Periodic Reporting for period 3 - Baltic Gender (Baltic Consortium on Promoting Gender Equality in Marine Research Organisations)
Reporting period: 2019-03-01 to 2020-08-31
In the frame of the Baltic Gender project, eight scientific institutions from five countries in the Baltic Sea region have worked together towards the empowerment of women in marine sciences and the achievement of systematic institutional changes, particularly through the implementation of Gender Equality Plans (GEPs), over the course of four years (2016-2020).
In summary, Baltic Gender has been successful in creating high impact via its engagement with consortium partners and other stakeholders within marine science research as well as interested members of the public. It has also been effective in creating high quality and open access resources, which meet the needs of those who are assigned to or interested in decreasing structurally determined gender inequality and supporting women. The need to appeal to a broad audience (academic, technical, policy-based) and to provide practical and immediate support for institutional changes has been met in the form of online and offline publications (brochures, toolkits, reports, blogs, interviews, database), workshops, training sessions, a mentoring scheme as well as a variety of dissemination and communication activities.
Baltic Gender initiated and supported structural changes via the identification and promotion of best practices from its partner institutions. At mid-term of the project, a brochure was produced with best practice examples of actions and measures that support equal chances, gender-fair structures and transparent processes in marine sciences; may it be in recruitment, decision-making or allocation of resources. Consequently, institution-specific recommendations were made to the partners on how to improve their structures. After one year, a first assessment was made followed by a progress report at the end of the project on achieving structural changes as a result of actions implemented in GEPs. A second brochure was published, presenting new gender equality measures that have been developed in the third periodic phase by partner institutions. In addition, numerous (>20) workshops and training sessions were organized in the institutions on various topics such as unconscious bias, gender dynamics in recruitment, gender conscious teaching and gender aspects in research projects.
Baltic Gender empowered women and scientific communities in marine sciences by bringing leaders of the future, decision makers of today and agents of change together in various activities such as leadership courses and informal grass-root meetings; and thus, offering numerous opportunities for networking. An international mentoring program provided early-stage women researchers with personal guidance, opportunities for networking and financial support for further qualification. A blog series portrayed the careers of successful women scientists and engineers as role models, whereas a second blog series displayed the experiences of female and male researchers in sharing the care of children and elderly in the family. Baltic Gender also produced support materials for policies that reconcile work and family.
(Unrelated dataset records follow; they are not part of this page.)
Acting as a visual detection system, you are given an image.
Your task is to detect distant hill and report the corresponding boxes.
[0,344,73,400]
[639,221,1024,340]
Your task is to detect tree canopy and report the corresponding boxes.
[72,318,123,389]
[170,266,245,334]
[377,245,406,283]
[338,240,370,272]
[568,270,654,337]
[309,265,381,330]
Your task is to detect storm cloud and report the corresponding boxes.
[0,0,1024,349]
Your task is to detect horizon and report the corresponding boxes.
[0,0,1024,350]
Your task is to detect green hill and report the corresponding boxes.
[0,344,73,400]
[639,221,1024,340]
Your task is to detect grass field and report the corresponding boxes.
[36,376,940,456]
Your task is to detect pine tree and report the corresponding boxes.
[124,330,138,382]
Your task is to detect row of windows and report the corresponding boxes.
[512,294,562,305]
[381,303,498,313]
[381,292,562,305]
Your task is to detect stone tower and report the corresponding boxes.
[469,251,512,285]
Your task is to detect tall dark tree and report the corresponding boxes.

Baltic Gender worked on the innovative aspect of gender perspectives in the content of marine research. GenderWave is a new methodology to sensitize marine researchers to if and how the content and outcomes of their research may be gendered. It is digitalized and contains a set of questions that trigger new ways of thinking. In addition, a handbook on gender-sensitive teaching was printed and provides a framework for lecturers in marine sciences as well as in other fields of science, technology, engineering and mathematics (STEM) to develop a gender-sensitive curriculum and teaching practices.
The main results of Baltic Gender have been made public through the project website. Over the course of four years, the results of the project were disseminated via 2 peer-reviewed articles, participation in 13 international conferences as well as in numerous (>35) smaller meetings and local events, >30 articles published in the newsletters of the partner institutions (and their networks), and 12 issues of the project newsletter. The outcomes were communicated to a larger audience via Twitter, 6 press releases, several news items published on the websites of partners (and their networks), 4 popularised videos, 8 popularised publications, 1 exhibition and 3 communication campaigns. Presentations at 5 workshops and 8 events organised by other H2020 projects as well as the final conference of Baltic Gender supported the communication of results to external stakeholders. 2 different one-pagers communicate project achievements and results.
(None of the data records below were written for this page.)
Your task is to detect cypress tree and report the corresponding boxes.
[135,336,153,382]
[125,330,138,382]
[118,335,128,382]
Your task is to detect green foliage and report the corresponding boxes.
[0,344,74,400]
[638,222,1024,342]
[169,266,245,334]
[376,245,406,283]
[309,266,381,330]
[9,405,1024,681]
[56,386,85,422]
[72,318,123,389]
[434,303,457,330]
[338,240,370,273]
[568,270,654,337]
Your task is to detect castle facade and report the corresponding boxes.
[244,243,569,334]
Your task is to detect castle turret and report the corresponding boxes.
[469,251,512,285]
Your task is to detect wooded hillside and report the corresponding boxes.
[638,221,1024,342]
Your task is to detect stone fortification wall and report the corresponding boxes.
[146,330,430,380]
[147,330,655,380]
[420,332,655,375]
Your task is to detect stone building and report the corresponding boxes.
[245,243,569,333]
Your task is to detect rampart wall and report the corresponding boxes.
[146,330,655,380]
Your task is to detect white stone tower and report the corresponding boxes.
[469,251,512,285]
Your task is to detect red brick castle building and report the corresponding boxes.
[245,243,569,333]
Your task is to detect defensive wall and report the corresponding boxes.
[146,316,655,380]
Regular bilateral meetings were organised between the Baltic Gender coordinator and the high-level management of project partners to discuss project progress and sustainability of BG results. This has led to the signing of a Memorandum of Understanding, which ensures the sustainability of the Baltic Gender network and recommends the monitoring of the indicators via the institutional GEPs. Last but not the least knowledge transfer is on-going to new projects and newly formed consortia in Europe and beyond, especially in the frame of the United Nations Decade of Ocean Science for Sustainable Development (2021-2030) and will thus have further impact on the society.